Balgobin has since filed a malicious prosecution claim against the State and sought information from the DPP’s office relating to his prosecution.

Balgobin wants the entire file concerning his prosecution for his malicious prosecution case, including all station diary extracts, pocket diaries, telephone message books, investigative reports and interview notes, photographs, exhibits, warrants and witness statements of the victim and his own.

He also wants copies of the disclosures provided in the High Court proceedings and the advice given to the police to charge him on four offences initially - assault occasioning actual bodily harm, robbery with violence, kidnapping and false imprisonment - and the advice for maintaining the assault charge while dropping the others. He also wants all correspondence the DPP received from the police.

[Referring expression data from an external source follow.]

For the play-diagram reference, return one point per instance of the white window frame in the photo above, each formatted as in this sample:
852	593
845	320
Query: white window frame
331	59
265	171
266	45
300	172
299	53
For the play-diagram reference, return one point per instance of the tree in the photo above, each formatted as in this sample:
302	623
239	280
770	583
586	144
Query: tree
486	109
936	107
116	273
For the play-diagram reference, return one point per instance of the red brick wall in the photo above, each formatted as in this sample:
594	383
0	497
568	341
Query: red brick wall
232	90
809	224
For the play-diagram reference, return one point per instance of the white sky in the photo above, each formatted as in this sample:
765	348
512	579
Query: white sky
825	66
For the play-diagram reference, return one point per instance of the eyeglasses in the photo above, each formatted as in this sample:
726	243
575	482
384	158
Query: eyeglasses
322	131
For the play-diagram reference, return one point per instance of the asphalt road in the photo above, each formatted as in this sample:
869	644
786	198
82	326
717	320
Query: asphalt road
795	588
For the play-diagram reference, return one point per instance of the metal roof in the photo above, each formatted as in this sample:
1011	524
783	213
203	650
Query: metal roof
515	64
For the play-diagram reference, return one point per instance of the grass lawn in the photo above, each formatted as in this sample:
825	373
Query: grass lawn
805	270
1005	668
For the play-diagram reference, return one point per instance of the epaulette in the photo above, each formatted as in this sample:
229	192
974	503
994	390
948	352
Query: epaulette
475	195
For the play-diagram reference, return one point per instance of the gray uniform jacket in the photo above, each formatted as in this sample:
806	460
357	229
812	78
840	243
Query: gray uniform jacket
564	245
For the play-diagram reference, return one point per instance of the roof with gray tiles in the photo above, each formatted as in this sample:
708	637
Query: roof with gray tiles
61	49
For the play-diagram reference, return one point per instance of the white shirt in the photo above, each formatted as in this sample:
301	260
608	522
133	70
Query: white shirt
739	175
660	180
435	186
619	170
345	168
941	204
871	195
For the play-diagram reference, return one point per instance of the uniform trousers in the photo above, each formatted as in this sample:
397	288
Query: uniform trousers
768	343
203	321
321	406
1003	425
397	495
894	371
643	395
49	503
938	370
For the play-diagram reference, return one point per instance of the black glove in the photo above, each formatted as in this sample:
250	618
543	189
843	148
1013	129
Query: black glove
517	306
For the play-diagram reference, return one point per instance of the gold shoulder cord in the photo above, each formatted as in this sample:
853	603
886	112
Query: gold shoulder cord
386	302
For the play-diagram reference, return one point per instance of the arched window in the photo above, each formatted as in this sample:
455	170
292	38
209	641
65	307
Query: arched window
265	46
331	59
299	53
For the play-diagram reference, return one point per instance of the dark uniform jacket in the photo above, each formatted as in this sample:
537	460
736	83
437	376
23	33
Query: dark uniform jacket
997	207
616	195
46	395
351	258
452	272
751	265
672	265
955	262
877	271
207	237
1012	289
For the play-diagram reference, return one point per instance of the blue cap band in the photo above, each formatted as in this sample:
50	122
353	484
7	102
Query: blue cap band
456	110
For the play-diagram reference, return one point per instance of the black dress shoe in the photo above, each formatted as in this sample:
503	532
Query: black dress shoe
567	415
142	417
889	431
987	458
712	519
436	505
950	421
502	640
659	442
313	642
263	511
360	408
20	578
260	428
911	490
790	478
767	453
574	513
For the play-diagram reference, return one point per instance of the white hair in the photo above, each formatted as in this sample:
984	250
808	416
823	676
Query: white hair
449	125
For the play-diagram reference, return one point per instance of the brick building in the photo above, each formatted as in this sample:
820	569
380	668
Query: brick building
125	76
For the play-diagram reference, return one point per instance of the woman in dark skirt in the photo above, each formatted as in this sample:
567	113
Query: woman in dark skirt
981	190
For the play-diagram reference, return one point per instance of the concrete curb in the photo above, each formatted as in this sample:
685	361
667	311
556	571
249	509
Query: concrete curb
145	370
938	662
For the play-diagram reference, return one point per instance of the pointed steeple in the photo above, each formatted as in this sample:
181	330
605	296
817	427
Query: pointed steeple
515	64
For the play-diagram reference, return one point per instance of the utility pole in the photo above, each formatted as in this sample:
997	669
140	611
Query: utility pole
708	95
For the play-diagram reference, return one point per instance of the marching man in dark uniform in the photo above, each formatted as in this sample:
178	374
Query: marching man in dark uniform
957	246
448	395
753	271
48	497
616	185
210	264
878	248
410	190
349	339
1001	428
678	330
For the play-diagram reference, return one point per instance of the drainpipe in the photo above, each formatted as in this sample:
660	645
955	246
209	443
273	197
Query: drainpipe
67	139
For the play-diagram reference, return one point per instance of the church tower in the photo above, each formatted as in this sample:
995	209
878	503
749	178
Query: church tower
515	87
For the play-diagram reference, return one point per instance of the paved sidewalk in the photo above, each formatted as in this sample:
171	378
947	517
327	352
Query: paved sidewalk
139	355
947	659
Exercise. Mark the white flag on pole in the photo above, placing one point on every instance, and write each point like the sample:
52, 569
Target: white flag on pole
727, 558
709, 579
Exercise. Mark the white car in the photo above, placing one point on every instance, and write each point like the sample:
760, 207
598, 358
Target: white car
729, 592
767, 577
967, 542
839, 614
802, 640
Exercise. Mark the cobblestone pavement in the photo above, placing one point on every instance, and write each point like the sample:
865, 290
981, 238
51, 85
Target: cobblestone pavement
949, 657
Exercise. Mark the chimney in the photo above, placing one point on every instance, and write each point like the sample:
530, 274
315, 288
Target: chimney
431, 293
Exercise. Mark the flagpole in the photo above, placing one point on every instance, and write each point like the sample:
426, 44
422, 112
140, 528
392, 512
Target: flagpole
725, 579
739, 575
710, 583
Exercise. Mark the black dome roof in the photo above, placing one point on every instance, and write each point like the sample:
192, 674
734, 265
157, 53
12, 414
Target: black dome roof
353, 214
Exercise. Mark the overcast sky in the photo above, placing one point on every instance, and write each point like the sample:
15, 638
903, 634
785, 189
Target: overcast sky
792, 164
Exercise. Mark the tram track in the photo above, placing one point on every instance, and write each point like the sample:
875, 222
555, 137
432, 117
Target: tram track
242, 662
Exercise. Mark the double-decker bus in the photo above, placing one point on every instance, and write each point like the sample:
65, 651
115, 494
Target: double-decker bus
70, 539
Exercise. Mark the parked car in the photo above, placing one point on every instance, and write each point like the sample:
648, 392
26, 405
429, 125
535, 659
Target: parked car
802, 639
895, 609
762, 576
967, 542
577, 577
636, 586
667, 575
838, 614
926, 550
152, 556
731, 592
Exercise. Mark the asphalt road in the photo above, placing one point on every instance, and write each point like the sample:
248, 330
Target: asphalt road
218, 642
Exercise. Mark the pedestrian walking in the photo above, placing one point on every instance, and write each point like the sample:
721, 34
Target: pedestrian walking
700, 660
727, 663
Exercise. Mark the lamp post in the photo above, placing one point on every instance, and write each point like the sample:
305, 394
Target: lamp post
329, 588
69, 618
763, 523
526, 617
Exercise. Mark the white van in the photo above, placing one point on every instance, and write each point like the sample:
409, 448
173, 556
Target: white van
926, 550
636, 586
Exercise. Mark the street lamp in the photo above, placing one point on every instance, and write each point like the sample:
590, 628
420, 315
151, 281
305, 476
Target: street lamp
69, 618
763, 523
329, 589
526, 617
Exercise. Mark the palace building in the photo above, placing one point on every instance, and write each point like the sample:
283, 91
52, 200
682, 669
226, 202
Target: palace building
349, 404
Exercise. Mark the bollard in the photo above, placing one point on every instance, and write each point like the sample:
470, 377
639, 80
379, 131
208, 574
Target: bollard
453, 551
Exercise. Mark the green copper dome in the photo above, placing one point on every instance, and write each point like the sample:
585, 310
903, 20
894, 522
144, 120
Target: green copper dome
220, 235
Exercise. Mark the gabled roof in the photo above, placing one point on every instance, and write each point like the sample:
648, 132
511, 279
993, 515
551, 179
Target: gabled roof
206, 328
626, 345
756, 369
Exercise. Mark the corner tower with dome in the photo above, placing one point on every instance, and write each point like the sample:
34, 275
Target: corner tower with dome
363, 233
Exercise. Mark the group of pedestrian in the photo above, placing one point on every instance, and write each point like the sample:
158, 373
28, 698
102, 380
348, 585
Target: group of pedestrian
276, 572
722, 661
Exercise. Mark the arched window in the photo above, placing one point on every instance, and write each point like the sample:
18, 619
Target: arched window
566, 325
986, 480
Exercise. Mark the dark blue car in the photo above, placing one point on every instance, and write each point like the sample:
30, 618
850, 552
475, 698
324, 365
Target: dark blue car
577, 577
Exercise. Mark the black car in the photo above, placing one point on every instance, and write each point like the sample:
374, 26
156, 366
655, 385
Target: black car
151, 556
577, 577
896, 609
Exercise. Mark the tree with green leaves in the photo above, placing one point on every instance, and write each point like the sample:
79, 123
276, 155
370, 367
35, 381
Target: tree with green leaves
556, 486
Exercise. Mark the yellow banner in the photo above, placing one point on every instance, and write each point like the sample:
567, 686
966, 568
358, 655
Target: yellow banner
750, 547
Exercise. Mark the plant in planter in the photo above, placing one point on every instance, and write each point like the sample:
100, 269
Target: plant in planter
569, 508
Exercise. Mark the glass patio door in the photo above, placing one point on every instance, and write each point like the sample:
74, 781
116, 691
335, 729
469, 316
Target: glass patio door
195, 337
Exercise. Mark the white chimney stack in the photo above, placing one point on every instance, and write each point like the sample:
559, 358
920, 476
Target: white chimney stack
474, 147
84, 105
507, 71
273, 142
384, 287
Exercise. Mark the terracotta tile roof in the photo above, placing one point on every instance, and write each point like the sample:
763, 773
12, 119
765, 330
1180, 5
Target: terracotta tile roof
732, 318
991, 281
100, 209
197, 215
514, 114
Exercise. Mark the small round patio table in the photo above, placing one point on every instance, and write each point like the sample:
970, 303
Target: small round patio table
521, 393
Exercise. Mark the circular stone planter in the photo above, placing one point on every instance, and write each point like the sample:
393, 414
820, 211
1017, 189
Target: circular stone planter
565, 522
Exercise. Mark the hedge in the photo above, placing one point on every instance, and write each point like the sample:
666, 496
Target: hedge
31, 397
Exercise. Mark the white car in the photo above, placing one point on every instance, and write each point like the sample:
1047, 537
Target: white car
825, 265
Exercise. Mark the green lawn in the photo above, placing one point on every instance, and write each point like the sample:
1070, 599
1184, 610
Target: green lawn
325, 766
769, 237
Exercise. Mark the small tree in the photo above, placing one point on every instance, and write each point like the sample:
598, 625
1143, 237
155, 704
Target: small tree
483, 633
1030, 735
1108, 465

On Tuesday, Balgobin's ex-parte application came up for hearing before Justice Frank Seepersad who questioned his attorneys on the information they were asking for and if it had not been provided at the preliminary inquiry in the magistrate’s or in the depositions when the indictment was laid in the High Court.

Attorney Jayanti Lutchmedial, who appears with Senior Counsel Anand Ramlogan and attorney Jared Jagroo for Balgobin, said she could not say what was disclosed in the criminal matter but since the current application involved a freedom of information request, it was for the DPP to respond and say either the information asked for was already provided or not.

“It is that the reason was not provided which is why were are here now.”

However, Seepersad said he had some concerns with the application, since, in most malicious prosecution cases, the notes of evidence from the criminal proceedings formed part of the evidence in the civil case.

He also said he was concerned that Balgobin’s malicious prosecution case was assigned to another judge and the possible overlap as well as taxing an office (the DPP’s department) already strained for manpower.

“My concern is do we open this door where the applicant may have already received all or most information and use the FOIA to get the same information?”

The matter was adjourned after Lutchmedial said she will speak with Ramlogan on the court’s concerns.